Defining “Digital Transformation” in Practical Terms
There’s general agreement that “digital transformation” is a good, even necessary, direction for brands and businesses. That consensus ends when the discussion turns to what “digital transformation” means and how to do it.
To us, digital transformation means converting unstructured data to structured data wherever possible and putting such data to the most effective and efficient possible use.
You may have noticed that this definition contains entire universes.
A transformation could involve “typical” digital marketing activities like updating platform usage to best practices, refining measurement outputs, or running campaigns with the most optimal media mix, frequency, reach, and budget. It could be more advanced stuff, such as introducing new technology integrations and automation, layering machine learning tools on top of existing data flows, or bridging data inputs with dynamic executions to deliver more granularly personalized touchpoints at scale.
There are nearly endless ways to go about it.
The common thread among these efforts is that every step in the process should open up new possibilities. Automation frees up resources for new activity. Optimization unlocks the budget for trying new things. Insight pushes you forward into new opportunities. In turn, those next steps open more next steps.
If you follow the path to its logical conclusion, eventually every new possibility you uncover will lead the next direction in digital marketing, rather than reacting to it.
That’s the end state of digital transformation.
To learn more about the digital maturity framework Jellyfish uses to measure progress with our client partners, read more about the BCG & Google Digital Maturity Benchmark.
Case in Point
To help put digital transformation in even more practical terms, Jellyfish worked with Deckers earlier this year to build an entirely new pipeline of structured data for their UGG fashion footwear and lifestyle brand.
By re-engineering the Google Vision API, Jellyfish built a tool (we call it Optics) that could automatically analyze the entire extensive library of UGG ad creative, and find signals among a host of image variables that related to performance indicators.
Optics allowed our team to define key image characteristics, analyze existing images in one fell swoop, output each variable into a filterable data set, and then judge the relative value of those characteristics.
Along the way, we found out the optimum number of shoes to include in a product shot, lending a degree of data-based objectivity to a creative choice that had been completely subjective up until then.
But more importantly within the context of digital transformation, our work opened up a new avenue of structured data collection that can be used to test even more provocative creative decision-making. For more details, read our article on Why understanding your ad creative has never mattered more.
Partnering With a Digital Transformation Mindset
Digital transformation also has a softer side.
Organizations can often struggle to move forward – even with a readable roadmap, tangible benchmarks, teachable best practices, and all the right infrastructure.
That’s because digital transformation is about meeting your customers where they are. Your customers don’t experience silos. Or think of channels as “channels.” They just flow from one screen to the next, changing apps at a whim, blissfully unaware of measurement and attribution concerns.

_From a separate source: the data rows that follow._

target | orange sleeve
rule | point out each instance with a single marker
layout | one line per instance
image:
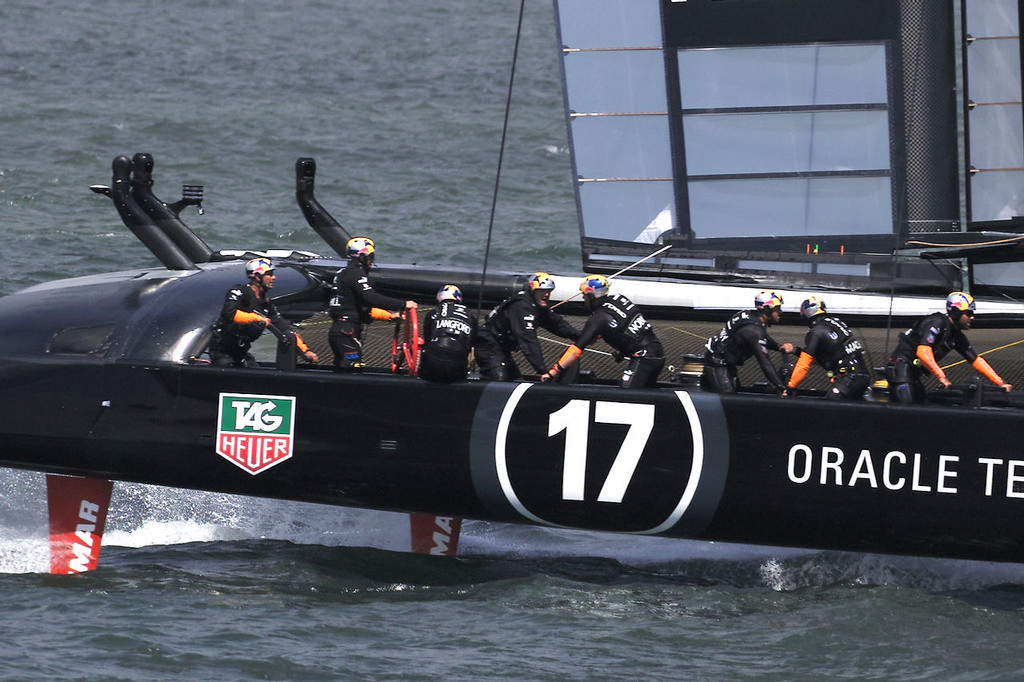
(244, 317)
(982, 366)
(800, 372)
(927, 357)
(570, 355)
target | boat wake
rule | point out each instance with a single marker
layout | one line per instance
(167, 526)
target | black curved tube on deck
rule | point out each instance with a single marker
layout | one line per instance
(165, 217)
(317, 217)
(140, 224)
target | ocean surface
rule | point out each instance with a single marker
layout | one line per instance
(401, 104)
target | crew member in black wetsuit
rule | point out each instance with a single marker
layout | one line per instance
(921, 347)
(246, 313)
(832, 344)
(744, 335)
(355, 303)
(622, 325)
(449, 332)
(512, 326)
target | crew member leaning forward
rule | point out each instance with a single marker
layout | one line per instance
(922, 346)
(622, 325)
(512, 326)
(744, 335)
(830, 343)
(355, 303)
(449, 333)
(247, 311)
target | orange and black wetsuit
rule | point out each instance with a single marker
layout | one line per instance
(241, 323)
(920, 349)
(355, 303)
(830, 343)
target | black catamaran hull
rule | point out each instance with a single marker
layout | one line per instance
(748, 469)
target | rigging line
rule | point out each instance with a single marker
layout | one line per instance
(559, 342)
(990, 350)
(501, 155)
(615, 274)
(1008, 240)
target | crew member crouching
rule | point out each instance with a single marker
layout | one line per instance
(832, 344)
(450, 332)
(248, 310)
(921, 347)
(622, 325)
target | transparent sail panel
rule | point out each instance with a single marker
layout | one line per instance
(790, 208)
(814, 116)
(615, 82)
(792, 76)
(995, 129)
(608, 24)
(623, 147)
(632, 211)
(786, 142)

So it only makes sense that true success in digital transformation flows from the right mindset. Evolving to a true customer-centric approach in the digital age requires a certain willingness to share credit across organizational silos, a general openness to experimentation, and, most importantly, trust – the real currency of every effective partnership.
Trust can be hard to come by in the marketing industry.
Want to know where every dollar of spend is going? We’ll show you. Want to manage your accounts? We’ll train you. Want to know what’s in our “secret sauce?” We’ll give you a list of ingredients.
We structure our organization for trust-building because it’s the only way to lay the groundwork for digital transformation.
All we ask in return from our client partners is an open mind.
Case in Point
Jellyfish first started with Deckers Brands in 2017 by onboarding their five main brands (UGG, HOKA, Teva, Sanuk, and Koolaburra) for performance marketing in North America, and migrating their technology platform to Search Ads 360, Campaign Manager, and Display & Video 360. Deckers were looking for an integrated tool set to best manage cross-channel journeys and partnered with Jellyfish to make this happen.
Boosts in performance and increases to operating efficiency helped us gain their trust, and by January 2018, Deckers rewarded us with their North American brand marketing business. Our partnership grew to include EMEA operations and in July 2019, and further to Japan throughout 2020.
While this relationship development journey may scan as a “land and expand” success within a traditional multichannel global marketing agency model, the partnership has grown organically.
This has only been possible because of a shared mindset between Deckers and Jellyfish.